Priapism represents a condition of prolonged and persistent penile erection unassociated with sexual interest or stimulation. Its significance relates to its complications of structural damage of the penis and erectile dysfunction if inappropriately treated. It is believed to be relatively rare, although its incidence may actually be underestimated. Frequently, it is poorly recognized by the regular public and medical professionals alike, due in part to the relative lack of simple and effective treatments for it. Certain patient populations are significantly impacted by priapism to include individuals with hematologic disorders (blood conditions) such as sickle cell disease, in which as many as 40% of individuals develop the condition at some point in their lifetimes.
Priapism is recognized in a generally straightforward manner owing to the appearance of an erect penis in the absence of sexual excitement. Ischemic priapism is associated with pain, whereas nonischemic priapism typically is not.
Priapism is broadly classified into two main types: ischemic (low-flow) priapism and non-ischemic (high-flow) priapism. The distinction relates to differences in blood flow and vitality of the penis. Ischemic priapism refers to blood engorgement within the penis and its failure to drain from the organ in a timely fashion. Non-ischemic priapism refers to uncontrolled blood flow entry into the penis creating penile fullness although blood does drain away from the penis sufficiently as well. Ischemic priapism refers to an emergency situation because of the lack of circulation within the penis that over time leads to pain and penile tissue damage. Risks factors and causes have been associated with priapism, specific to both forms. Such factors for ischemic priapism include hematologic disorders, nervous system conditions, cancers typically arising in the pelvic region, and various medications including antidepressant medications. Risk factors for non-ischemic priapism include trauma involving the penis and pelvic region and possibly some nervous system conditions.
It is recognized that ischemic priapism often occurs after many repeated short-term episodes of this condition. This phenomenon would suggest that there would be opportunities to perform prevention. Preventative strategies have been considered and consist of various treatments to help limit the risk of recurrences. Options have included using hormone treatments (which reduce male hormone status), but these may have some side effects such as hot flashes and changes in male sexual health functions. Treatments such as injecting certain medications that help bring the erection back to the non-erect state have also been taught to some patients under very careful direction of the physician. More novel strategies have been explored recently such as use of oral medications to treat erectile dysfunction (Viagra, Levitra or Cialis), but use of these medications strategically for this purpose requires close supervision.
Diagnostic Tests: The diagnosis of priapism is made by reviewing the clinical history and performing a physical examination. The clinical history should produce information such as the presence of pain, duration of priapism, precipitating features such as sleep, prior priapism episodes, use and success of relieving maneuvers or prior clinical treatments, existence of risk factors, and erectile function status before the priapism episode. Ischemic priapism typically occurs spontaneously or is identified upon awakening from sleep or following sexual activity. Non-ischemic priapism typically relates to an injury in the pelvic area. Physical examination involves the genital area but may also include evaluation of the abdomen, perineum (area between the scrotum and anus), and rectal examination. Laboratory examination is often routinely done to evaluate for any sort of blood condition abnormalities. Further diagnostic testing may relate directly to the penis, and the physician may aspirate (use a needle to withdraw) blood directly from it to be sent for evaluation of the oxygenation status. Low oxygen content (hypoxia) is consistent with the diagnosis of ischemic priapism, whereas normal oxygen content is consistent with the diagnosis of non-ischemic priapism. Additional radiologic (x-ray) testing may be done by way of using an ultrasound instrument to evaluate blood flow characteristics within the penis.
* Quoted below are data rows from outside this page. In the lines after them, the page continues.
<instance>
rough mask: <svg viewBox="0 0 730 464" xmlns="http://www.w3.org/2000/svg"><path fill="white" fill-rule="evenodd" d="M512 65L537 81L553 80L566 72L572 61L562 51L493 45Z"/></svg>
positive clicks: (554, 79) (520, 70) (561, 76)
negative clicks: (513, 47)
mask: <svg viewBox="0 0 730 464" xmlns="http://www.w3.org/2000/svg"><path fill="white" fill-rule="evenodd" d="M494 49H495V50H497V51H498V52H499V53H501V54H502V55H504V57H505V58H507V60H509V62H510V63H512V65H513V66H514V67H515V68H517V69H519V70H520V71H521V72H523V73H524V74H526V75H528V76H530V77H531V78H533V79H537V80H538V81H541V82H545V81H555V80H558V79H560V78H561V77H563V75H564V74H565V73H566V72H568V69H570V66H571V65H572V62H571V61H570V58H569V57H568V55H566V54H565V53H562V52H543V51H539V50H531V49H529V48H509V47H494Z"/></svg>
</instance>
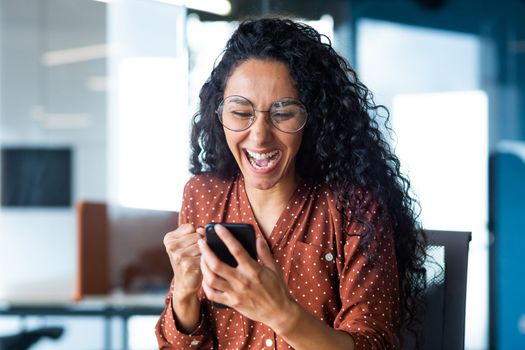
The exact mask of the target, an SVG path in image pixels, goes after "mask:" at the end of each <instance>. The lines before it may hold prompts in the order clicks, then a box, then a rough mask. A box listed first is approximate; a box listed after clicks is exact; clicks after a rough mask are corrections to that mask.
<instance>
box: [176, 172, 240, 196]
mask: <svg viewBox="0 0 525 350" xmlns="http://www.w3.org/2000/svg"><path fill="white" fill-rule="evenodd" d="M231 182H232V181H231V180H225V179H221V178H219V177H218V176H217V175H215V174H214V173H201V174H198V175H193V176H192V177H191V178H190V179H189V180H188V182H186V185H185V186H184V192H194V191H198V190H199V189H201V188H208V189H209V188H223V187H227V186H229V185H230V184H231Z"/></svg>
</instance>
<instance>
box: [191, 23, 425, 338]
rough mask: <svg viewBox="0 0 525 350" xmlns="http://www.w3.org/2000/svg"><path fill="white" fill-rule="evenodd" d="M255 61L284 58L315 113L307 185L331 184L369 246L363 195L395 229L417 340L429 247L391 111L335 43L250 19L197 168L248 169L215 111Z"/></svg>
mask: <svg viewBox="0 0 525 350" xmlns="http://www.w3.org/2000/svg"><path fill="white" fill-rule="evenodd" d="M247 59H261V60H276V61H279V62H282V63H284V64H285V65H286V66H287V67H288V69H289V72H290V75H291V77H292V79H293V81H294V83H295V87H296V89H297V91H298V93H299V99H300V100H301V101H302V102H303V103H304V104H305V106H306V108H307V110H308V116H309V117H308V121H307V124H306V126H305V129H304V134H303V141H302V144H301V147H300V149H299V152H298V155H297V160H296V167H297V171H298V173H299V175H300V176H301V177H303V178H307V179H312V180H314V181H317V182H324V183H326V184H328V185H329V186H330V188H332V189H333V190H334V191H335V193H336V195H337V199H338V208H339V209H340V211H341V213H342V214H343V218H346V216H347V211H348V212H351V213H352V217H353V218H355V219H357V220H358V221H359V222H361V223H363V224H364V227H366V228H367V229H365V233H364V234H363V236H362V239H361V243H360V244H361V245H362V247H366V246H367V244H368V242H369V241H370V239H372V238H373V237H372V235H374V234H380V233H377V232H373V230H371V228H372V223H371V222H370V220H369V219H368V218H367V216H366V209H367V208H366V202H367V200H366V198H363V191H361V189H366V191H367V192H368V193H370V194H371V197H372V199H373V200H374V201H376V202H377V204H378V208H379V209H381V210H383V211H384V212H385V215H381V218H382V219H381V220H384V222H380V223H379V224H380V225H381V224H382V225H387V226H390V227H393V233H394V240H395V251H396V258H397V268H398V277H399V291H400V303H401V305H400V323H401V327H400V328H399V330H398V335H399V336H401V338H403V337H402V334H407V333H406V331H407V330H408V331H410V332H412V333H416V331H417V329H418V326H419V320H418V317H417V315H418V314H419V310H418V307H419V305H420V304H421V303H420V299H421V296H422V291H423V290H424V288H425V269H424V267H423V263H424V259H425V252H424V245H425V244H426V238H425V235H424V233H423V231H422V229H421V228H420V227H419V224H418V220H417V218H418V212H417V211H416V209H414V208H416V206H417V202H416V201H415V200H414V199H413V198H412V196H411V195H410V183H409V180H408V179H407V178H406V177H404V176H403V175H402V174H401V172H400V164H399V160H398V158H397V157H396V156H395V154H394V152H393V151H392V150H391V148H390V146H389V144H388V143H387V142H386V141H385V139H384V136H383V134H382V133H381V131H380V127H379V123H378V122H377V119H378V118H381V117H384V119H385V125H387V121H388V111H387V110H386V108H384V107H383V106H377V105H375V104H374V102H373V100H372V94H371V93H370V91H369V90H368V89H367V88H366V86H364V85H363V84H362V83H361V82H360V81H359V79H358V77H357V75H356V72H355V71H354V70H353V69H352V67H351V66H350V65H349V64H348V63H347V62H346V60H345V59H344V58H342V57H341V56H340V55H338V54H337V53H336V52H335V50H334V49H333V48H332V46H331V44H330V42H329V40H327V39H326V37H324V36H322V35H320V34H319V33H318V32H317V31H315V30H314V29H313V28H311V27H310V26H308V25H305V24H302V23H297V22H294V21H292V20H289V19H276V18H263V19H257V20H245V21H243V22H242V23H241V24H240V25H239V27H238V29H237V30H236V31H235V32H234V34H233V35H232V37H231V38H230V39H229V41H228V43H227V44H226V48H225V50H224V51H223V53H222V57H221V59H220V61H219V62H218V64H217V65H216V66H215V68H214V69H213V71H212V73H211V76H210V77H209V79H208V80H207V81H206V83H205V84H204V86H203V87H202V89H201V92H200V95H199V96H200V109H199V112H198V113H197V114H196V115H195V116H194V119H193V128H192V136H191V147H192V154H191V159H190V161H191V168H190V171H191V172H192V173H193V174H198V173H202V172H213V173H214V174H216V175H218V176H220V177H223V178H227V177H231V176H233V175H234V174H236V173H238V172H239V168H238V166H237V163H236V162H235V160H234V158H233V156H232V154H231V152H230V151H229V149H228V146H227V144H226V141H225V135H224V131H223V127H222V125H221V124H220V122H219V120H218V118H217V116H216V115H215V111H216V109H217V107H218V105H219V103H220V101H221V99H222V98H223V93H224V89H225V85H226V82H227V80H228V77H229V76H230V74H231V73H232V72H233V70H234V69H235V68H236V67H237V66H238V65H239V64H241V63H242V62H244V61H246V60H247ZM381 111H384V112H385V115H384V116H381V114H380V112H381ZM388 130H389V129H388Z"/></svg>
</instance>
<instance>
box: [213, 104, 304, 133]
mask: <svg viewBox="0 0 525 350" xmlns="http://www.w3.org/2000/svg"><path fill="white" fill-rule="evenodd" d="M231 97H240V98H242V99H244V100H246V101H247V102H248V103H249V104H250V106H251V107H252V109H253V114H252V116H251V118H250V123H249V124H248V126H247V127H245V128H243V129H239V130H236V129H231V128H229V127H227V126H226V125H224V123H223V121H222V112H221V109H223V108H224V101H226V100H227V99H229V98H231ZM282 101H293V102H294V103H295V104H297V105H298V106H300V107H301V108H302V109H303V110H304V113H305V118H304V122H303V124H302V125H301V127H300V128H298V129H297V130H295V131H285V130H281V129H279V127H278V126H277V125H276V123H275V122H274V120H273V119H272V117H271V116H270V115H268V118H269V119H270V122H271V123H272V125H273V127H275V128H276V129H277V130H279V131H280V132H284V133H286V134H295V133H297V132H299V131H301V130H302V129H304V127H305V125H306V122H307V121H308V110H307V109H306V106H305V105H304V103H302V102H301V101H300V100H298V99H296V98H292V97H285V98H281V99H279V100H277V101H274V102H272V104H271V106H270V109H269V110H266V111H265V110H259V109H255V107H254V106H253V103H252V101H250V100H248V99H247V98H246V97H244V96H240V95H230V96H228V97H225V98H224V99H222V100H221V101H220V102H219V106H218V107H217V109H216V110H215V114H216V115H217V117H218V118H219V122H220V123H221V125H222V126H224V127H225V128H226V129H228V130H230V131H233V132H241V131H246V130H248V129H249V128H250V127H251V126H252V125H253V124H255V121H256V120H257V115H256V114H255V112H260V113H270V111H271V110H272V107H273V106H274V105H275V104H277V103H279V102H282Z"/></svg>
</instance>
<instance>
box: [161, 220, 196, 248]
mask: <svg viewBox="0 0 525 350" xmlns="http://www.w3.org/2000/svg"><path fill="white" fill-rule="evenodd" d="M193 233H195V228H194V226H193V225H192V224H183V225H181V226H179V227H177V229H176V230H173V231H170V232H168V233H166V234H165V235H164V245H166V243H167V242H168V241H171V240H173V239H177V238H179V237H183V236H185V235H191V234H193Z"/></svg>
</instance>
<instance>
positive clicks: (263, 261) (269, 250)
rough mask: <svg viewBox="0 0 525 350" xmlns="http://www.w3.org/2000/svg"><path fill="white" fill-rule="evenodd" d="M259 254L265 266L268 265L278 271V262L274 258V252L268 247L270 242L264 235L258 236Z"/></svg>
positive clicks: (269, 268) (258, 249) (257, 249)
mask: <svg viewBox="0 0 525 350" xmlns="http://www.w3.org/2000/svg"><path fill="white" fill-rule="evenodd" d="M256 246H257V256H258V257H259V259H261V262H262V263H263V265H264V266H266V267H268V268H269V269H270V270H272V271H274V272H277V271H278V268H277V264H276V263H275V260H273V256H272V252H271V251H270V247H268V243H267V242H266V240H265V239H264V237H262V236H257V244H256Z"/></svg>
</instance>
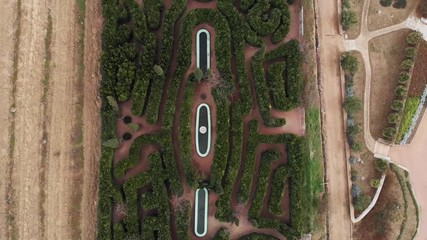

Treatment for priapism follows the identification of the form. Ischemic priapism requires immediate treatment to counteract the effects of lack of circulation. Aspiration of blood from the penis can be diagnostic and therapeutic. While the blood can be tested for its oxygen content, the withdrawal of blood from the penis can also be immediately relieving. The physician may also perform additional minimally invasive surgical techniques to facilitate the blood drainage from the penis as needed. Medications are sometimes injected into the penis that may facilitate the erectile tissue response to return to the non-erect position. Sometimes, the condition may require taking the patient to the operating room for a more significant procedure such as surgical shunting (creating a channel for blood drainage back to the body). Non-ischemic priapism is typically managed by observation. This form of priapism is not an emergency condition. If the condition will not resolve on its own even after several weeks or months in time, a surgical approach may be considered.